Naples Digital Archive: Moving Through Time and Space

Historical maps are excellent tools for understanding the shape and development of a city. This project combines for the first time geo-referenced historical maps of Naples with texts from city guidebooks. Digital layering creates a tool that allows the user to move virtually in time and space.
The focus is on a multi-layered digital map that represents the city at the time of the viceroys (1503–1734). The starting point is the rich pictorial and cartographic material that makes it possible to trace the historical development of Naples. The cornerstones are the maps by Lafréry 1566, Baratta 1629, Petrini 1748, Duca di Noja 1750–1775, Rizzi Zannoni 1790, Marchese 1804–1813, Schiavoni 1872–1880, and those of the cadaster of 1895–1905. The digital platform links the historical maps and images to a complex database that incorporates new archival documents. This enables the user to grasp the urban development of Naples from a new perspective. At the same time this analysis is used as a basis for a critical examination of historical representation methods and their digital processing. Graphic and textual data – in particular information from historical city guides – and links will be added to the digital format. These are to be combined with further (published and unpublished) materials, thus adding information about specific places and parts of buildings (such as family chapels) by inserting them directly into the hyper-map.
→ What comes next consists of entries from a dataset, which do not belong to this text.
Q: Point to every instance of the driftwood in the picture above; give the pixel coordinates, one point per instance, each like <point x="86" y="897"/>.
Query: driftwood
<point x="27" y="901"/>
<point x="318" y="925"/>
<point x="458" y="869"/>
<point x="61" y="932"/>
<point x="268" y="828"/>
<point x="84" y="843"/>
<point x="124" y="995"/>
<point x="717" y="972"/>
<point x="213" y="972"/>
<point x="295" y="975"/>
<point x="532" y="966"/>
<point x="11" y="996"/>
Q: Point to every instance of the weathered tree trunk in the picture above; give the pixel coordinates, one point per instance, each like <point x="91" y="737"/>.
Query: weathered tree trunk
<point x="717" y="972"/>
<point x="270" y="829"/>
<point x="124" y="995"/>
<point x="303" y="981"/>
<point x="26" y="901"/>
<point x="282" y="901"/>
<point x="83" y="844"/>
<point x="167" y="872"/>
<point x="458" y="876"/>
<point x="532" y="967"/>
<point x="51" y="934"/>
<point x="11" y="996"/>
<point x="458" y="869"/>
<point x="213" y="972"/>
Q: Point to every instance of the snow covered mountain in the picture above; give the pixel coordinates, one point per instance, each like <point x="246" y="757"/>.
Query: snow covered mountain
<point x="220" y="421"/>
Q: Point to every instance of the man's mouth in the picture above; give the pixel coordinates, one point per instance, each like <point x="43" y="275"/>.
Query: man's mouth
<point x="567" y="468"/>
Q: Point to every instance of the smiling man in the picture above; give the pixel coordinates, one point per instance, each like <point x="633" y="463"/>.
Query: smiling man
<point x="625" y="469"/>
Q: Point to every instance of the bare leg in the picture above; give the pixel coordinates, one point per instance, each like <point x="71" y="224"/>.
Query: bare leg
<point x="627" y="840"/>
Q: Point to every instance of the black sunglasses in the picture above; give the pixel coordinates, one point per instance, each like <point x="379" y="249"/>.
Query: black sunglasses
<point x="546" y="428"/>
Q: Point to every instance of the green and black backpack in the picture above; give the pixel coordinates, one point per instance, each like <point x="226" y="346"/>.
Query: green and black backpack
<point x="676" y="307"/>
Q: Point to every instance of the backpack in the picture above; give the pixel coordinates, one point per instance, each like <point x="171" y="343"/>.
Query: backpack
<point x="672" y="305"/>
The selected area for the long-term study consists of the twelve districts of Naples that appear on maps from the period before the unification of Italy. From 2018–2020, the main focus was on developing an appropriate historical-critical method and on the technical implementation at the interface with the digital archive. The results are (a) the creation of the ‘mappa vicereale’; (b) the detailed exploration of two particularly significant areas in their entire diachronic span from Greek times to the 18th century, namely the insula of the cathedral and the area along the ancient Decumano maggiore (also known as Spaccanapoli).
The digital interface offers the opportunity to explore the city through the combination of maps and texts in layers of time, to penetrate the urban palimpsest, and to visualize the routes of guide literature. The tool complements the already available, annotated, and freely accessible maps and historical views made by Antoine Lafréry, Giovanni Carafa Duca di Noja, Alessandro Baratta, and Jan van Stinemolen.